- Born: 1794 Mâcon, France
- Died: 1875 (aged 80–81) Venezuela
- Occupation: Publisher

= Antonio Damirón =

French-Venezuelan printer

Antonio Damirón (1794–1875) was a French-Venezuelan printer. Damirón was born in Mâcon, France and established a printing business in Venezuela, where he lived the rest of his life. He is considered to be one of the leading printers in Venezuela in the 19th century, and is attributed with creating the first color prints in Venezuela.

==Career==
Damirón moved with his family from Saint Thomas to Caracas in 1827, where he quickly received a letter of security to reside in Venezuela.

In 1830, he acquired from Colonel Francisco Avendaño a lithograph workshop located in the port of La Guaira where he began printing colored decks or cards on wooden planks. These were considered as the first colored prints made in Venezuela. By 1831 he acted as representative in charge of the G.F. Devisme printing press, which was selected to print the Gaceta de Venezuela. In 1832 he moved his lithograph printshop to Caracas where he continued to print colored cards which were sold domestically as merchandise imported from Spain.

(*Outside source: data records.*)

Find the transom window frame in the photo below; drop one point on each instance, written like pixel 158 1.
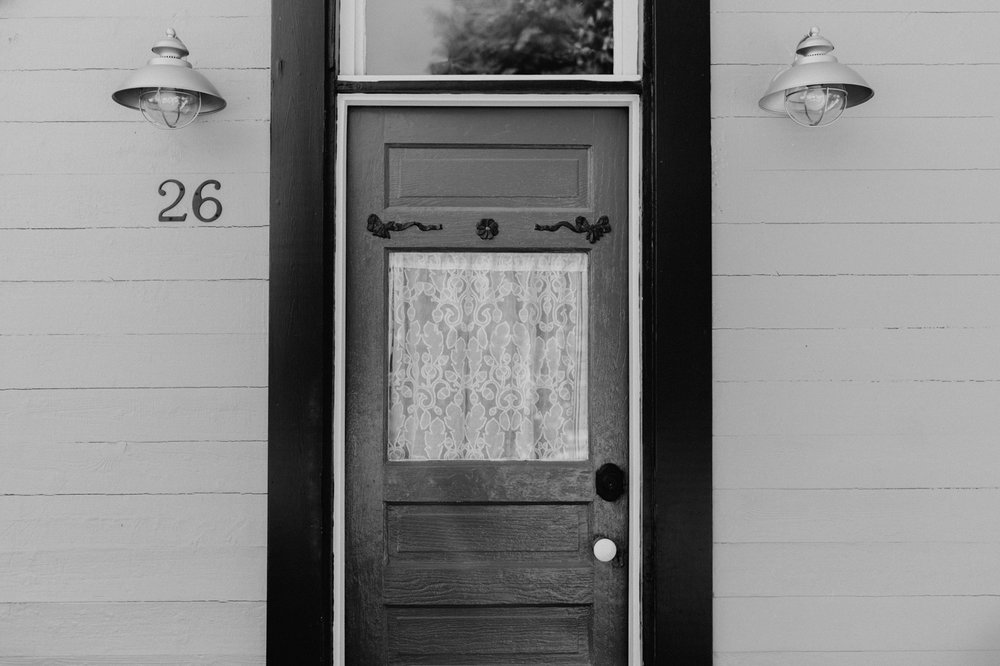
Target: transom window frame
pixel 627 35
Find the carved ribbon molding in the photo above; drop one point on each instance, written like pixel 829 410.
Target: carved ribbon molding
pixel 382 229
pixel 581 226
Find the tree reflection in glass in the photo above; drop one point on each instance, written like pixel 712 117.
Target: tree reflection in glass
pixel 489 37
pixel 525 37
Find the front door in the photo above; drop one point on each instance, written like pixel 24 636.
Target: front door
pixel 486 376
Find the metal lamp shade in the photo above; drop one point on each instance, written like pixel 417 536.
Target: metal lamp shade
pixel 827 72
pixel 155 76
pixel 168 70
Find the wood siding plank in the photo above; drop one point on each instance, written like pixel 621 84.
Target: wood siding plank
pixel 916 38
pixel 887 355
pixel 222 42
pixel 70 523
pixel 245 90
pixel 134 146
pixel 135 574
pixel 199 629
pixel 857 624
pixel 911 196
pixel 52 415
pixel 123 467
pixel 102 201
pixel 857 461
pixel 858 249
pixel 163 253
pixel 915 301
pixel 856 569
pixel 851 516
pixel 918 409
pixel 139 308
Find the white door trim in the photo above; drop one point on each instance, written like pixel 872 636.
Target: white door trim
pixel 631 102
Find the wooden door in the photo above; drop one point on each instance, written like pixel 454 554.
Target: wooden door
pixel 471 520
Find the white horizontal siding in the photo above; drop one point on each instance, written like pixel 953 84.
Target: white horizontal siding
pixel 133 352
pixel 134 630
pixel 115 200
pixel 855 353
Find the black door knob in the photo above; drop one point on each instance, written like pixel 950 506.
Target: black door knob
pixel 609 482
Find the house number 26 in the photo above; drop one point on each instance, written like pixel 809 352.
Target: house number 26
pixel 197 202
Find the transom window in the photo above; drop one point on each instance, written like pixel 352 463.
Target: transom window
pixel 391 39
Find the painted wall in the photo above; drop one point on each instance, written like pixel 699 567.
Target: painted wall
pixel 133 353
pixel 857 350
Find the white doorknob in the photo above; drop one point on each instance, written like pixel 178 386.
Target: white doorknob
pixel 605 550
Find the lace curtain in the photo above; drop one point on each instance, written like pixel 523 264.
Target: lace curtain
pixel 488 356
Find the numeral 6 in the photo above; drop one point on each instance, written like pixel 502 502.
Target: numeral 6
pixel 197 201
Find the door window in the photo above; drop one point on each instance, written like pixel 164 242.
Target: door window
pixel 487 356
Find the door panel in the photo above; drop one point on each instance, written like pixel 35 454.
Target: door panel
pixel 483 561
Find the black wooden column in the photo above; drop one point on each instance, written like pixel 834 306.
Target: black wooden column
pixel 298 580
pixel 677 391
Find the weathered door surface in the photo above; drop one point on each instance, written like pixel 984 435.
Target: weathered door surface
pixel 487 383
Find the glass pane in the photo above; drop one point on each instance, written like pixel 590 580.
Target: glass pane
pixel 489 37
pixel 488 356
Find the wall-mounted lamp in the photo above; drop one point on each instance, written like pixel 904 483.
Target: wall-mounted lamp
pixel 815 89
pixel 167 90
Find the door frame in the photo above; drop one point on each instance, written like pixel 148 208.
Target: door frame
pixel 632 104
pixel 676 604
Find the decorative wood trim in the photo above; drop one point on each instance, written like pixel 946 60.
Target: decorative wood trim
pixel 581 226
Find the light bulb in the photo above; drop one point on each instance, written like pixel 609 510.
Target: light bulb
pixel 170 108
pixel 815 106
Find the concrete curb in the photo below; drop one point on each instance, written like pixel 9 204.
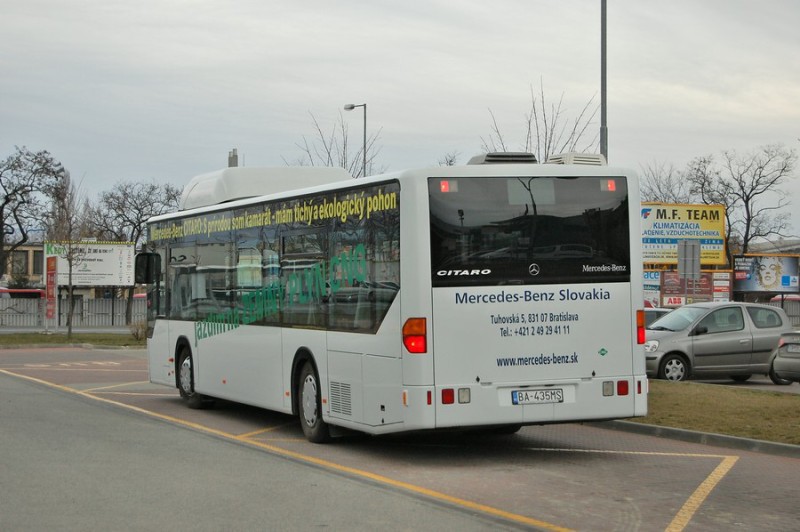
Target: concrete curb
pixel 704 438
pixel 60 346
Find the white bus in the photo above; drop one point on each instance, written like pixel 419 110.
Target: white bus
pixel 480 296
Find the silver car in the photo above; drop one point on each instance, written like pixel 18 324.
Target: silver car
pixel 786 357
pixel 704 339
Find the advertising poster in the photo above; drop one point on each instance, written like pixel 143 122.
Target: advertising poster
pixel 665 224
pixel 96 263
pixel 677 291
pixel 652 288
pixel 766 273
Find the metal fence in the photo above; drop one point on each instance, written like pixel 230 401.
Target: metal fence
pixel 88 312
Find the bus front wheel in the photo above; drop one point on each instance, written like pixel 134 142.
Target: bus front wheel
pixel 310 406
pixel 186 381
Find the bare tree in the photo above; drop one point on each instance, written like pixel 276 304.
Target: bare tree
pixel 334 148
pixel 662 182
pixel 26 180
pixel 66 227
pixel 548 131
pixel 121 213
pixel 750 187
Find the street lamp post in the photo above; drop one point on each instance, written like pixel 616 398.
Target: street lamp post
pixel 350 107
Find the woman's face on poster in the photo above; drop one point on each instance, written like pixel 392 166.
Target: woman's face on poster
pixel 769 271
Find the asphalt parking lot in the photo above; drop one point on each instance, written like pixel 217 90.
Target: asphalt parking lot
pixel 553 477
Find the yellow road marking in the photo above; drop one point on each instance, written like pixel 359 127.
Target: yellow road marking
pixel 100 388
pixel 697 498
pixel 679 522
pixel 264 430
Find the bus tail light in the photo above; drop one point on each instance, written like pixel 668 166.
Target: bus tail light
pixel 415 335
pixel 640 339
pixel 448 396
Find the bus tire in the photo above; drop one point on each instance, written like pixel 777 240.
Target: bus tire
pixel 310 406
pixel 186 381
pixel 673 368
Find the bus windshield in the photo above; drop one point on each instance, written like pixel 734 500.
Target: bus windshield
pixel 531 230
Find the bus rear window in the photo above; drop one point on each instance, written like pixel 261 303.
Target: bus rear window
pixel 529 230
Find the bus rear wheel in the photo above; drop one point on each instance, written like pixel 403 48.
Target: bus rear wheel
pixel 186 381
pixel 673 368
pixel 310 406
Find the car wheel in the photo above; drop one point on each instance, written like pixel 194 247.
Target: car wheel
pixel 673 368
pixel 186 381
pixel 310 406
pixel 775 379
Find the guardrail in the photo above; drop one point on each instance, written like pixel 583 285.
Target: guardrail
pixel 15 312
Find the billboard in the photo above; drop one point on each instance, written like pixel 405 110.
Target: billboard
pixel 711 286
pixel 98 263
pixel 665 224
pixel 766 273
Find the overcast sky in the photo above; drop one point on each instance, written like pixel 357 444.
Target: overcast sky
pixel 164 89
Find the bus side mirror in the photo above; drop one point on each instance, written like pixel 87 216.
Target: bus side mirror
pixel 147 268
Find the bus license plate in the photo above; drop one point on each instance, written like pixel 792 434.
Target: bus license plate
pixel 533 397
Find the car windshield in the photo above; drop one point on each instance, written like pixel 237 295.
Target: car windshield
pixel 678 319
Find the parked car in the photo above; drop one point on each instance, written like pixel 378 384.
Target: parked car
pixel 651 314
pixel 786 357
pixel 705 339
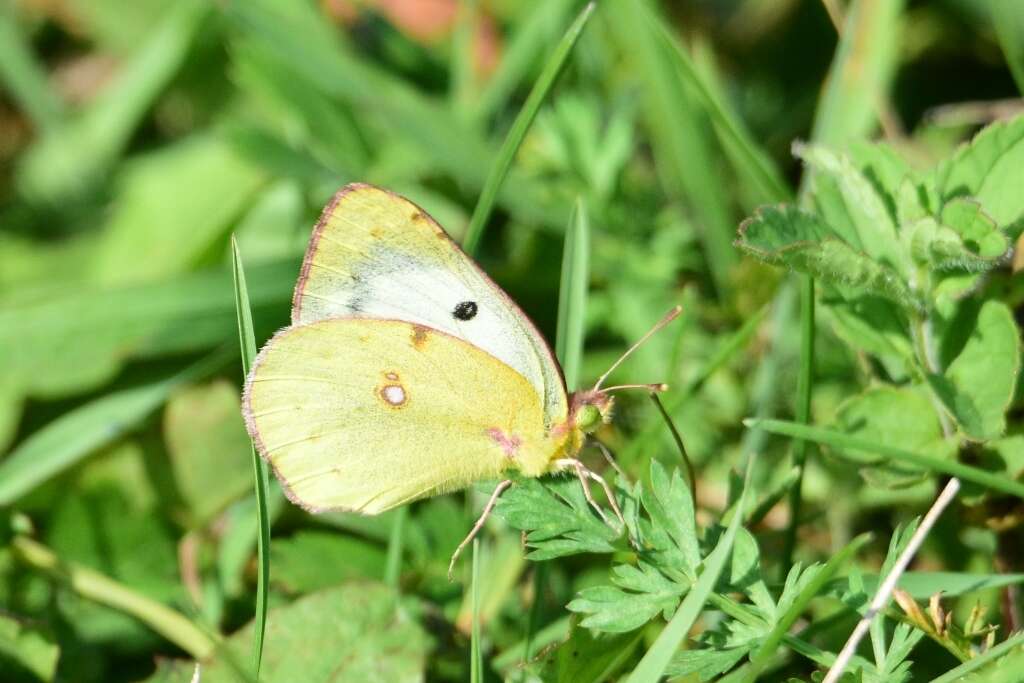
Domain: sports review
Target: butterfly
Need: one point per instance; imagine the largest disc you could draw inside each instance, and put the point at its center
(408, 373)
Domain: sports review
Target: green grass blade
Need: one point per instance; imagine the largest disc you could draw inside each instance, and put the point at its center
(24, 76)
(766, 651)
(395, 546)
(96, 587)
(476, 657)
(849, 446)
(572, 295)
(82, 431)
(80, 152)
(857, 86)
(654, 660)
(747, 157)
(247, 341)
(1008, 18)
(519, 127)
(685, 156)
(986, 657)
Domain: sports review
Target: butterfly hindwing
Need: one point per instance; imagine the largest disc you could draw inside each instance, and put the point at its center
(377, 255)
(366, 415)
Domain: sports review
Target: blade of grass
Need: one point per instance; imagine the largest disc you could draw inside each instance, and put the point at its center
(476, 658)
(395, 544)
(247, 342)
(24, 76)
(805, 382)
(986, 657)
(747, 157)
(80, 152)
(520, 54)
(91, 585)
(569, 334)
(686, 159)
(766, 651)
(1008, 18)
(520, 125)
(572, 295)
(82, 431)
(849, 445)
(461, 69)
(654, 660)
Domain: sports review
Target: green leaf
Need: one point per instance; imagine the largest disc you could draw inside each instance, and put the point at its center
(28, 653)
(853, 449)
(208, 446)
(212, 187)
(980, 382)
(707, 664)
(902, 417)
(801, 241)
(556, 517)
(980, 235)
(588, 657)
(670, 507)
(856, 209)
(639, 594)
(656, 659)
(76, 156)
(357, 632)
(311, 560)
(81, 431)
(988, 170)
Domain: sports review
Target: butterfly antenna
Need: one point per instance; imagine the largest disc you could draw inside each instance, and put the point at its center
(648, 387)
(669, 317)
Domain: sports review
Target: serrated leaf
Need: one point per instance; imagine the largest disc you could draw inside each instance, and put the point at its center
(357, 632)
(979, 384)
(859, 206)
(981, 236)
(588, 657)
(801, 241)
(988, 170)
(903, 417)
(670, 507)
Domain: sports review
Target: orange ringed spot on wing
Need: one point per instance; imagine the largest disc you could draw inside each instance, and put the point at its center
(393, 395)
(420, 335)
(508, 442)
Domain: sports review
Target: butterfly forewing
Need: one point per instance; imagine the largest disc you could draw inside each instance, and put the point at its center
(377, 255)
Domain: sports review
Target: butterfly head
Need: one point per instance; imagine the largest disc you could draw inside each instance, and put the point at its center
(591, 410)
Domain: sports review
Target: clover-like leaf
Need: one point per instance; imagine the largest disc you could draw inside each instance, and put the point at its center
(803, 242)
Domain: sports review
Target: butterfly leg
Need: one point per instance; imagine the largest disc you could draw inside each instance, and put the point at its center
(479, 523)
(583, 473)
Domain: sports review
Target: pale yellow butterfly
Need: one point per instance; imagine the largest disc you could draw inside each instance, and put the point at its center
(407, 372)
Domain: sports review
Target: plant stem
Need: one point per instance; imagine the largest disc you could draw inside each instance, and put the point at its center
(804, 384)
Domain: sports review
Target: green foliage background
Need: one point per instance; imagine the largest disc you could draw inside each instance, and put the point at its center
(689, 153)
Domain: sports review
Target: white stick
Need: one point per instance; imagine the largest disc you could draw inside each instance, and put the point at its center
(883, 595)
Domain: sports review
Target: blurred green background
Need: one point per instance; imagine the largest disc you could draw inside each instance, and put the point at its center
(135, 137)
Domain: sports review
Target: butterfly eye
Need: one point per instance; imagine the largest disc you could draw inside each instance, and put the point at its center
(465, 310)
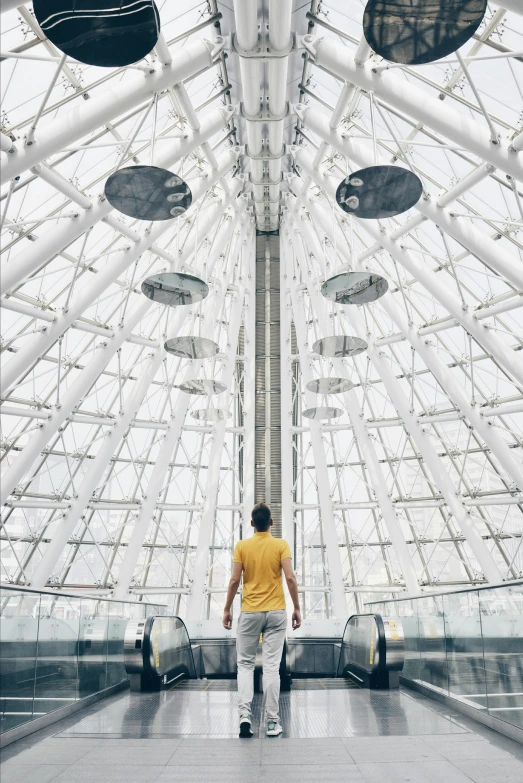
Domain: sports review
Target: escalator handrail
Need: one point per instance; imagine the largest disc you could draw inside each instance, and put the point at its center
(382, 644)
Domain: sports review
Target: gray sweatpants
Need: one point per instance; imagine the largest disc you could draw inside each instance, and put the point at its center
(273, 626)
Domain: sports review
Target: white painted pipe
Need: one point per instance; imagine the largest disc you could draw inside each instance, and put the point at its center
(21, 266)
(88, 116)
(458, 127)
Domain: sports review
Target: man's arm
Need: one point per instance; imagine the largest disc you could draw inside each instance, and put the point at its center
(231, 594)
(292, 584)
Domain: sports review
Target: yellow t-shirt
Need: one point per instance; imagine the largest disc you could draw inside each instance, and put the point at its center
(261, 558)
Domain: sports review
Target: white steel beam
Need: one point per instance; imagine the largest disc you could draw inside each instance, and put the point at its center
(458, 127)
(330, 534)
(32, 351)
(157, 480)
(419, 436)
(97, 467)
(352, 405)
(196, 600)
(479, 244)
(88, 116)
(85, 380)
(447, 381)
(484, 336)
(249, 393)
(23, 265)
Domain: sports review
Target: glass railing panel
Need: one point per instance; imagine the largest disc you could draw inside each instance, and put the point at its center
(432, 667)
(57, 659)
(465, 660)
(502, 626)
(19, 618)
(408, 612)
(92, 646)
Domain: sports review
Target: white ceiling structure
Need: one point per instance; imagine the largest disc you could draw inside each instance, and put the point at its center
(114, 479)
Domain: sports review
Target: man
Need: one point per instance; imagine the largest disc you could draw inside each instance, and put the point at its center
(261, 559)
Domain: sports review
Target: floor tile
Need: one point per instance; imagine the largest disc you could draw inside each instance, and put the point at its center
(386, 749)
(497, 771)
(137, 756)
(300, 773)
(236, 773)
(413, 772)
(472, 750)
(23, 773)
(50, 754)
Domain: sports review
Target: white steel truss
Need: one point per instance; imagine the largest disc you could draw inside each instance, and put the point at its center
(263, 106)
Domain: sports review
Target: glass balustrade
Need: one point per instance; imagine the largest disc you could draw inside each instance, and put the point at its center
(467, 645)
(57, 648)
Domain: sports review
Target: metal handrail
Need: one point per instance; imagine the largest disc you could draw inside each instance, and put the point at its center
(513, 583)
(59, 593)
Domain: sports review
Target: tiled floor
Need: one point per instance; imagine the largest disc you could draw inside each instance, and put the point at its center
(330, 736)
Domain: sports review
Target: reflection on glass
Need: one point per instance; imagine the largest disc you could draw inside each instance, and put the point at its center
(465, 662)
(19, 642)
(57, 648)
(56, 666)
(502, 626)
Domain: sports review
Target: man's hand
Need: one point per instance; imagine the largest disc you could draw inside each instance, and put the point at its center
(227, 620)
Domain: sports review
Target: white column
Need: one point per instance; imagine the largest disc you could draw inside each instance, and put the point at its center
(330, 534)
(287, 455)
(88, 116)
(422, 440)
(479, 244)
(197, 596)
(156, 482)
(369, 455)
(37, 347)
(95, 472)
(407, 97)
(430, 280)
(249, 386)
(21, 266)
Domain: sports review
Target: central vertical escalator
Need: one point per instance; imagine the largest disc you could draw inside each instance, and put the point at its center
(268, 393)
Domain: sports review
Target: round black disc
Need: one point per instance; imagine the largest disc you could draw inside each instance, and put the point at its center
(148, 193)
(210, 414)
(105, 33)
(191, 347)
(322, 413)
(174, 289)
(379, 192)
(339, 345)
(329, 385)
(420, 31)
(354, 288)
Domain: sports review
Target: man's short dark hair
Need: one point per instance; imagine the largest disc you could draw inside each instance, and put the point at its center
(261, 517)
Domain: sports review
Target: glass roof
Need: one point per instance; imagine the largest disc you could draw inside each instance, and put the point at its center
(117, 480)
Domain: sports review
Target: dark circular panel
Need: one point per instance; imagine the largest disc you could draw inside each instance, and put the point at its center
(354, 288)
(100, 32)
(379, 192)
(420, 31)
(175, 288)
(205, 387)
(210, 414)
(322, 413)
(148, 193)
(329, 385)
(339, 345)
(191, 347)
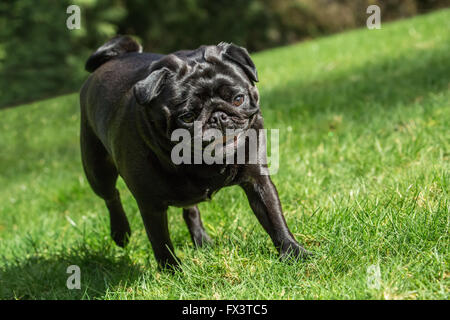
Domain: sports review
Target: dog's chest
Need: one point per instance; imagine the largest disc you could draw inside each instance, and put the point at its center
(190, 191)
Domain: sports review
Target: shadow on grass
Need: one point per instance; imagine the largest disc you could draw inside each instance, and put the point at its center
(44, 276)
(385, 83)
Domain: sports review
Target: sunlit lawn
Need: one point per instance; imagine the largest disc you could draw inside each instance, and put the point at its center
(364, 122)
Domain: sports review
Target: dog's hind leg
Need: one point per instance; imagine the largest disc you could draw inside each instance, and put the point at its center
(194, 222)
(102, 176)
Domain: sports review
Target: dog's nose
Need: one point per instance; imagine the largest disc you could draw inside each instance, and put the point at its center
(220, 119)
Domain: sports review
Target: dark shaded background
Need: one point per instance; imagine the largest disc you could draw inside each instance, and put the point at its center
(40, 57)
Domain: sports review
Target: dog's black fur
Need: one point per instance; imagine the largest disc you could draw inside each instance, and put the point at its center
(130, 105)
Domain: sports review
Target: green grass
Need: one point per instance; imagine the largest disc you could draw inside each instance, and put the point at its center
(364, 122)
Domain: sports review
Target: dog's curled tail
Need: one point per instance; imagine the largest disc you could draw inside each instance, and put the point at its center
(110, 50)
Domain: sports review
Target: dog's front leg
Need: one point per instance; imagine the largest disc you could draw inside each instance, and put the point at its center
(156, 226)
(263, 198)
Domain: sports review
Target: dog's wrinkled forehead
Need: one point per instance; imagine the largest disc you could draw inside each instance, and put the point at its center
(213, 67)
(202, 71)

He also published the newspaper El Nacional (1833–1841), and other Venezuelan newspapers, including El Censor, (1836-?) Un Militar Retirado (1833), and El Republicano (1834–1835).

==Retirement==
In 1843 he sold his business to the German publisher Muller and Stapler, and retired to his estates in Miranda. Towards the end of his life, Damirón donated some of the land from his estate to create the municipality of Democracia.